La sécurité avant tout !

Boris Eltsine a largement contribué à « dégraisser » ces services et des milliers d’officiers ont dû faire peau neuve notamment dans les services de sécurité et d’analyses d’entreprises privées ou créer leurs propres cabinets. Les compagnies pétrolières et les banques ont été les premiers demandeurs de ces services de sécurité. Il faut bien avouer qu’il régnait alors un climat de business assez anarchique et peu rassurant : règlement de comptes, chantages et rackets étaient monnaie courante… Assurer sa sécurité était un impératif , il en va de même de nos jours à voir le business florissant de ces agences. Pas moins de 20 000 firmes de sécurité existent en Russie dont 3000 à Moscou : « Beaucoup de ces sociétés de sécurité restent liées à une agence de sécurité d'État spécifique, comme le contre-espionnage FSB, le renseignement extérieur SVR ou les services de renseignements militaires GRU. Le FSO ou Service fédéral de protection est le seul service d'État, qui a, de par la loi, le pouvoir d'effectuer certaines missions de sécurité privées »[1].

Les deux tiers ont choisi de prendre le statut d’agence privée ou de sécurité, ce qui leur permet d’utiliser des moyens dissuasifs tels que des gaz lacrymogènes, des matraques ou encore des armes… Elles doivent obtenir une licence du ministère de l’Intérieur (la durée de la procédure est de six mois) et chaque employé doit également avoir sa licence propre (dont le coût est d'environ une centaine de dollars). En contrepartie, Le ministère possède le droit d’avoir un contrôle sur l’activité de ces agences, cela signifie concrètement de pouvoir perquisitionner dans les bureaux et de saisir des documents. Ce qui n’est pas le cas pour le tiers restant qui apparaît sous le titre de cabinet d’intelligence économique ou d’agences spécialisées dans les études de marché.

Néanmoins, les grandes entreprises préfèrent travailler avec leurs services internes (division analyse) qui recherchent de l’information économique à la fois au niveau national et international. C’est le segment principal de l’activité IE en Russie. Cependant, ils font le choix de contacter d’importants cabinets étrangers pour des recherches hors CEI (Communauté des Etats Indépendants) qui favorisent la coopération économique et commerciale entre 12 anciennes républiques soviétiques. Il y a encore quelques années, les clients étrangers ne brillaient pas par leur nombre à la porte des cabinets d’intelligence économique russes mais la situation tend à s’inverser.

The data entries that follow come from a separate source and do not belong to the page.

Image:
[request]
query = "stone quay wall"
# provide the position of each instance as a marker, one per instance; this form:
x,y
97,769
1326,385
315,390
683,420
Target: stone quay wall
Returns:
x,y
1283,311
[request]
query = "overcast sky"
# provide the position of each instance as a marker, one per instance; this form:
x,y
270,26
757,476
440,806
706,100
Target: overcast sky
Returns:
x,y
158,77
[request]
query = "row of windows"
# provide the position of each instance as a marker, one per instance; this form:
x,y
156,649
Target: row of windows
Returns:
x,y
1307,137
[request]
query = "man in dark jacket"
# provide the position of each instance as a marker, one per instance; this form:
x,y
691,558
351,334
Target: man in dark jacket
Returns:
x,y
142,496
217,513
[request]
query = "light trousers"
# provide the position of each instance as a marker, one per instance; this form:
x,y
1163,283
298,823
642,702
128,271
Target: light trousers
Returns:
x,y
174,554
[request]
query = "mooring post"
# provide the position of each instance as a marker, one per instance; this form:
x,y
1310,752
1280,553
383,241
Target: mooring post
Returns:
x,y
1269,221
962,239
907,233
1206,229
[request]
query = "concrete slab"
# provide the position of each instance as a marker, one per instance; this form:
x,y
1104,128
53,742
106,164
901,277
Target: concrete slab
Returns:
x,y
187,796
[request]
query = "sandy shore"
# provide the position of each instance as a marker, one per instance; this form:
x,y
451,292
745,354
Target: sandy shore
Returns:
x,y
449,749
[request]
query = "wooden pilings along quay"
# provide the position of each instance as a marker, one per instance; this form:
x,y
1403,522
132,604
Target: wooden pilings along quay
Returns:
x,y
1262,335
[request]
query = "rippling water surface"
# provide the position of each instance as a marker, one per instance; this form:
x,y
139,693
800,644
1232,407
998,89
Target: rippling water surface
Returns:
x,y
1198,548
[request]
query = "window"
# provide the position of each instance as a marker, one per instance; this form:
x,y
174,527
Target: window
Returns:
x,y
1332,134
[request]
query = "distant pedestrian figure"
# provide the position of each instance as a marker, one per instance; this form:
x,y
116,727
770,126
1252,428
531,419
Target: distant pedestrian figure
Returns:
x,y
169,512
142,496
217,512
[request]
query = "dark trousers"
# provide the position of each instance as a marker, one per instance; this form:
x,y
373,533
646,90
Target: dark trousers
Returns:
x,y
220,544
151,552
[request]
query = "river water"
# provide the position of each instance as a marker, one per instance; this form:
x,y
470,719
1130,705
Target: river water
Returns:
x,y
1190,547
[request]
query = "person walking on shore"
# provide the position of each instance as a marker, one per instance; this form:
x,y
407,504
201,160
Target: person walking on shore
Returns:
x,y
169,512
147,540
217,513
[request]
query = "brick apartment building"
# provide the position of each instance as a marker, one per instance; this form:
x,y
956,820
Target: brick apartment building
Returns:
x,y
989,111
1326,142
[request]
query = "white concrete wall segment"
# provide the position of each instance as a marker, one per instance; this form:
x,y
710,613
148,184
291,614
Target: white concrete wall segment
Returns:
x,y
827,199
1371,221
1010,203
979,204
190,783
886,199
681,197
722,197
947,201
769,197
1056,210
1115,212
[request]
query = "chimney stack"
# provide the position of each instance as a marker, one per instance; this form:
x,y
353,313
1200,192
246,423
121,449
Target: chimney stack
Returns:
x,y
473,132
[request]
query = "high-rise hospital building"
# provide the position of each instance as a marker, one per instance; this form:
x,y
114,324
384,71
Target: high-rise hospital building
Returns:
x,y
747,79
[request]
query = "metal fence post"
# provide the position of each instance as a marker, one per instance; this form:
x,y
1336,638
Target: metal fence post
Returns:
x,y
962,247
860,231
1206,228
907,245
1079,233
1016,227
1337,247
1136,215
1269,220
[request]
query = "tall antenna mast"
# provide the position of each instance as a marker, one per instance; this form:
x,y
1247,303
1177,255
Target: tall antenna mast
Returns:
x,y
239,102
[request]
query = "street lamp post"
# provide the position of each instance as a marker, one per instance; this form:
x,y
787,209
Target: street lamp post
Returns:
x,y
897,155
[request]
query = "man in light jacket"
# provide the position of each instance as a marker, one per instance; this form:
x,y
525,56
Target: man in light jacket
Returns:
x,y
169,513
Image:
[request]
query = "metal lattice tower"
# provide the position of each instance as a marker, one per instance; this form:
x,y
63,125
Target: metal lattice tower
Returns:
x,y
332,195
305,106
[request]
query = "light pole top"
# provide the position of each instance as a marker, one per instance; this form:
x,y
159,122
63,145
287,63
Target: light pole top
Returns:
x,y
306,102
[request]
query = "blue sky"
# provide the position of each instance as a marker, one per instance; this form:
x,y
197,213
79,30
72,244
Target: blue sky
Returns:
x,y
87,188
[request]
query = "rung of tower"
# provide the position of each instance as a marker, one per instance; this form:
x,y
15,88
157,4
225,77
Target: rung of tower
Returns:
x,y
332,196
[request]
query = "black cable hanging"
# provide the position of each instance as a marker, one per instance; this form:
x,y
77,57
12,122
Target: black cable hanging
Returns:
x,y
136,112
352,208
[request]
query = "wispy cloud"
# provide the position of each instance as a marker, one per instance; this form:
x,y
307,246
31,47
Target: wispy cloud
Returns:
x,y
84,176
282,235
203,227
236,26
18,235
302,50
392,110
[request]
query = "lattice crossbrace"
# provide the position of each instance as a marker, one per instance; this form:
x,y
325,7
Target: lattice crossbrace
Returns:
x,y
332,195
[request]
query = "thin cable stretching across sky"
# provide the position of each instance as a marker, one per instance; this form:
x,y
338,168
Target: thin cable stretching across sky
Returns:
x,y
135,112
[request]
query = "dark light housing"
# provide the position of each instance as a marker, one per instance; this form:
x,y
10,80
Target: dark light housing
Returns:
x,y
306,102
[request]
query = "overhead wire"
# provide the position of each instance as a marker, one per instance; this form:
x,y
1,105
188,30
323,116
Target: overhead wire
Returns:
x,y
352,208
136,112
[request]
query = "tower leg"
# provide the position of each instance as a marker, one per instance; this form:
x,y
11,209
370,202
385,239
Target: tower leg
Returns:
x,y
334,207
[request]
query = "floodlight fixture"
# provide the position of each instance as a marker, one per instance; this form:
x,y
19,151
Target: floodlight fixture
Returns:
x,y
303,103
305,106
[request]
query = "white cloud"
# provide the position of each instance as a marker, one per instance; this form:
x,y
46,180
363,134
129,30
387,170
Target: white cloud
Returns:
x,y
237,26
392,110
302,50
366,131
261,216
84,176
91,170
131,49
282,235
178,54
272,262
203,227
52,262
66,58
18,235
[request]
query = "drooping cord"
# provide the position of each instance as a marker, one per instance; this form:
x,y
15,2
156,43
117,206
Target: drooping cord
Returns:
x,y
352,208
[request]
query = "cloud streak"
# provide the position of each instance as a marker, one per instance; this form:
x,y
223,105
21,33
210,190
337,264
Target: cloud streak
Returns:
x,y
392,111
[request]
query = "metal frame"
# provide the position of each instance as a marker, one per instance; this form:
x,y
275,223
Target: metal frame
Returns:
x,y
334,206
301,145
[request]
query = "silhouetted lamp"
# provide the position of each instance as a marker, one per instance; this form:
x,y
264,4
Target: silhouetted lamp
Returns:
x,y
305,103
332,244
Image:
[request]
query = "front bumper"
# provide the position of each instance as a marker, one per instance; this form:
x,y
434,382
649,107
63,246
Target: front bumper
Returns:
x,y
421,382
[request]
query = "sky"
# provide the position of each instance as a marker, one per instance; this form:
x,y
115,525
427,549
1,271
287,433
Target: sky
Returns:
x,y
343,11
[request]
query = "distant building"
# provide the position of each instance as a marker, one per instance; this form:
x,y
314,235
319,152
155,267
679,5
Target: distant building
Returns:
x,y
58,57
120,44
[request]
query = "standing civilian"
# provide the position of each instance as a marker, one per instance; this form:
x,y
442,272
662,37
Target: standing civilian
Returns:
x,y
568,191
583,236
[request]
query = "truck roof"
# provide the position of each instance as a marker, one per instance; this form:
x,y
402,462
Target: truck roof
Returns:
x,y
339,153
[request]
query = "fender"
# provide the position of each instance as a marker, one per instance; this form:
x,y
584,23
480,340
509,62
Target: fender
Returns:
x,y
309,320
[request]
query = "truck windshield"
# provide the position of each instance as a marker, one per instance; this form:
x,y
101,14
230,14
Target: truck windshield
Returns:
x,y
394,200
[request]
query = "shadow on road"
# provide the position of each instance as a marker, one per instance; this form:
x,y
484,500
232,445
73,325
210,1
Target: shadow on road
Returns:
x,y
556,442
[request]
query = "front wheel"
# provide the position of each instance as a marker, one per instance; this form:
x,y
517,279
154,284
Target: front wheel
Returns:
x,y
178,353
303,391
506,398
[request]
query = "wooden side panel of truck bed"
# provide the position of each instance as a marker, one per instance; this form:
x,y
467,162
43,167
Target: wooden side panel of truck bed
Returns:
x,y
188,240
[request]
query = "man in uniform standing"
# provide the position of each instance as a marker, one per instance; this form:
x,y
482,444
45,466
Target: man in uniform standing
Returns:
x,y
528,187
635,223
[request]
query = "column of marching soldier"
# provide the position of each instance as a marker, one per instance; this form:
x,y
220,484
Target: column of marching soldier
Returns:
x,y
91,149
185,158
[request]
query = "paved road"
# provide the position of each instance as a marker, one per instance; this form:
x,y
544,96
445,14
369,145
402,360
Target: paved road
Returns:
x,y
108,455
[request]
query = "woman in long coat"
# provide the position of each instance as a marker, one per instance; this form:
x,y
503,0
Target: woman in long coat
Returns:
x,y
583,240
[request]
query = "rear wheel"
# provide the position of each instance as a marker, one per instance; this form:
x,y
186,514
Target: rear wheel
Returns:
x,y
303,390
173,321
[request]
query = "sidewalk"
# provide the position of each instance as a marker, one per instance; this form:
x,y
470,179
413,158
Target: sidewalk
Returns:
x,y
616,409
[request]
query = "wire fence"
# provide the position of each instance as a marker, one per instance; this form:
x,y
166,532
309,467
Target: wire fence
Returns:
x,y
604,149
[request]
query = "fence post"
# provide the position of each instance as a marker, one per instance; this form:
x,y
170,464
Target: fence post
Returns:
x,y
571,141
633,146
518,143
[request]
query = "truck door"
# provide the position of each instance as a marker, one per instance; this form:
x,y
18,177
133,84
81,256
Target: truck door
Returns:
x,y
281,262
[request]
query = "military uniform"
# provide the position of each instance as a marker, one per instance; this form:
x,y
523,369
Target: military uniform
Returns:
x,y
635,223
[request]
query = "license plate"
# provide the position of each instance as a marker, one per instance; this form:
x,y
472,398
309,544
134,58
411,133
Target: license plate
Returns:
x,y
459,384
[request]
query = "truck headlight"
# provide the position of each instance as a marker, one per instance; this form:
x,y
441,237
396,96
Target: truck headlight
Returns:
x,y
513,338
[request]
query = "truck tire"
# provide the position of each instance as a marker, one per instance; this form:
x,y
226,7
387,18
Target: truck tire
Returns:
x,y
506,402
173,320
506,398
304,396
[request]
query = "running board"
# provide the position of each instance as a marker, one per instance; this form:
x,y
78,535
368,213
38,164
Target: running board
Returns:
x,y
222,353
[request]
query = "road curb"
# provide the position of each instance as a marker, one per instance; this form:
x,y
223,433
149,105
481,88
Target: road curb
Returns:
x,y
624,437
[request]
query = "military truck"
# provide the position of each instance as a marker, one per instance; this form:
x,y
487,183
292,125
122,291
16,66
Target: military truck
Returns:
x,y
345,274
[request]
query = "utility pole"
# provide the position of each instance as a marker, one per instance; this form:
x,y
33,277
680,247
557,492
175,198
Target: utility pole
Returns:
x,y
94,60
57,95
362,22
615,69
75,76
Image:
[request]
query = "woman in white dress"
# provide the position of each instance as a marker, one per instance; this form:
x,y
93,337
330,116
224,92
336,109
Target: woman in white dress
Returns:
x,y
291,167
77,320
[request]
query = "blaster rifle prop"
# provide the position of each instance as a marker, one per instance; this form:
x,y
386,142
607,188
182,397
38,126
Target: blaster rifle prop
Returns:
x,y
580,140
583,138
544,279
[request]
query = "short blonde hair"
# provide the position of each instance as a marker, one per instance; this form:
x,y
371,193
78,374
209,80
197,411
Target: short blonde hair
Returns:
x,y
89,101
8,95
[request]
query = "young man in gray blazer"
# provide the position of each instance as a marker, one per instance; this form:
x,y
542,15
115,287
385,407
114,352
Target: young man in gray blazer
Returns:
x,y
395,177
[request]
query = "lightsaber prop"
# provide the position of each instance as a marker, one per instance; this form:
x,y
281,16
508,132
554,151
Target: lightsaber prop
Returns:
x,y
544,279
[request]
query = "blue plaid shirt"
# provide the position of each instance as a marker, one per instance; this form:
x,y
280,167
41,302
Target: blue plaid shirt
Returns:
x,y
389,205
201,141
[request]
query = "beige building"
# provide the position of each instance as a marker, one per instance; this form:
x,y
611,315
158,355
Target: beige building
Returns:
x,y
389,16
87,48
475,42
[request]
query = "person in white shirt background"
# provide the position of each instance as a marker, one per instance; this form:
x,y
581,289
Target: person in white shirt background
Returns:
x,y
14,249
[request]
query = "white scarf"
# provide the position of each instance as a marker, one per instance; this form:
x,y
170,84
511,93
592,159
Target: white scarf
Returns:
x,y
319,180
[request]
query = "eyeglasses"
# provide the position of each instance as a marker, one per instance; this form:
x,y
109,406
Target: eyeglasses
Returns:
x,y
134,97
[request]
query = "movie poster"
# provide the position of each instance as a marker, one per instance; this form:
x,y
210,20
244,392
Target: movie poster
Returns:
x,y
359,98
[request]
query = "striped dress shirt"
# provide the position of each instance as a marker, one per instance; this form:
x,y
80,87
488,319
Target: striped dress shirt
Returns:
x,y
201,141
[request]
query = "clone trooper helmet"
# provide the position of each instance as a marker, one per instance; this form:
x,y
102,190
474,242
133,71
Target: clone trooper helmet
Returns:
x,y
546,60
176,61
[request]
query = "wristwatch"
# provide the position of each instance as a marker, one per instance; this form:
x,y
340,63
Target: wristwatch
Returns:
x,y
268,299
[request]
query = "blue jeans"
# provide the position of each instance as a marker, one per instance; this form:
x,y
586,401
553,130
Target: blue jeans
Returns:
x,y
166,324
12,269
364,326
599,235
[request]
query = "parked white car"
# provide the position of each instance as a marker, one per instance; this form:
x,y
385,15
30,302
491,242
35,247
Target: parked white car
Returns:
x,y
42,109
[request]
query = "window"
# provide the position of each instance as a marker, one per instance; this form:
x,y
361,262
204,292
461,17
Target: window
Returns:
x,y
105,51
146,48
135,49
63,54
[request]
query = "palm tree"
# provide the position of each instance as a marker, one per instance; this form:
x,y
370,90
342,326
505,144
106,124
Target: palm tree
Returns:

Une Intelligence Economique russe de moins en moins soviétique…

Ainsi, en Russie, Intelligence Economique signifie surtout renseignement économique et sécurité. Les autres domaines tels que le consulting avec la mise en place d’une cellule de veille par exemple, le knowledge management (gestion des connaissances et de l’information à l’intérieur d’une entreprise) ou encore des formations en IE ne sont pas encore ou très peu proposés par les cabinets.

Mais cela n’est qu’une question de temps car de plus en plus de professionnels de l’IE sortent diplômés d’économie ou d’école de commerce et remplacent peu à peu les ex espions à qui les notions de marché font cruellement défaut. Ils jonglent avec les analyses SWOT[2] et autres benchmarks[3] et la transparence fait partie de leur priorité. D’après Alexander A. Ignatov[4], cette mouvance va permettre de remodeler la pratique de l’Intelligence Economique et de gommer enfin les aspects négatifs véhiculés par le legs soviétique. «Les professionnels de l’IE en Russie sont sur le bon chemin pour devenir une industrie high-tech et moderne avec de forts codes éthiques.»

 

Par Clélia CAPDEVIELLE

 

[1]Le Figaro du 12 février 2007
[2]Les analyses SWOT (Strenghts-forces Weaknesses-faiblesses Opportunities-opportunités Threats-menaces) est un outil de planification stratégique qui permet d'analyser l'environnement externe et interne d'un projet.
[3]le benchmark implique une évaluation de performances et une comparaison à un univers de concurrence
[4]Alexander A. Ignatov est Consultant et Président de Ignatov & Company Group, cabinet d’Intelligence Economique et d’études de marchés. Il fournit des prestations à des clients internationaux depuis 1998 et est particulièrement spécialisé sur la Russie et les pays de la CEI.
Ignatov & Group est membre de la « Global Intelligence Alliance ».